The deadliest shipwreck in the history of the San Francisco Bay Area has been found.
The date was February 22nd, 1901 and the ocean liner SS City of Rio de Janeiro was on the final leg of a voyage across the Pacific with 210 souls aboard. Egged on by a US diplomat named Rounsevelle Wildman who was eager to return to the mainland in time to attend William McKinley's inauguration, the Rio was desperate to makeup for lost time after suffering prior weather delays. As the vessel groped its way through a heavy fog which blanketed the treacherous Golden Gate strait - the waterway which connects San Francisco Bay with the Pacific Ocean - she suddenly struck a jagged outcropping of rocks which gashed a mighty hole along the length of her hull.
Black water poured into the bowels of the ship as those passengers who did not drown in their berths managed to spill out of bed and struggle topside. The grievously wounded vessel would sink within 10 minutes. Tragically, there was a pronounced language barrier between the English speaking officers and Chinese crew members so only a handful of lifeboats were successfully launched. Although some Italian fishermen in the area quickly responded to the panicked cries of survivors who clung to floating wreckage, the vicious strength of the current overpowered many and too few were saved. The disaster resulted in 128 lives lost, including Wildman and his entire family in addition to scores of Chinese and Japanese immigrants. The event would eventually become known as the "Titanic of the Golden Gate".

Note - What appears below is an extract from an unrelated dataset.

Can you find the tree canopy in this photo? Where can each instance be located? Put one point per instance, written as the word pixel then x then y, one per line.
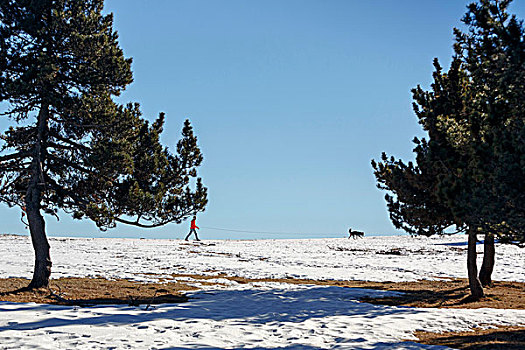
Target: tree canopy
pixel 71 146
pixel 470 171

Up until now, the Golden Gate's lightning fast currents and considerable depth had stymied all attempts to locate the wreck, but with the help of high-definition sonar, researchers have finally been able to locate the Rio's final resting place - a mere half mile's distance from the city of San Francisco. The successful search is part of a larger effort by the National Oceanic and Atmospheric Administration (NOAA) to document the location of some 200 wrecks in and around the Golden Gate area. Buried by sediment, sealed by mud and eaten away by underwater elements, the Rio's wreckage exists today as a large gravesite and there are currently no plans for any type of salvage operation.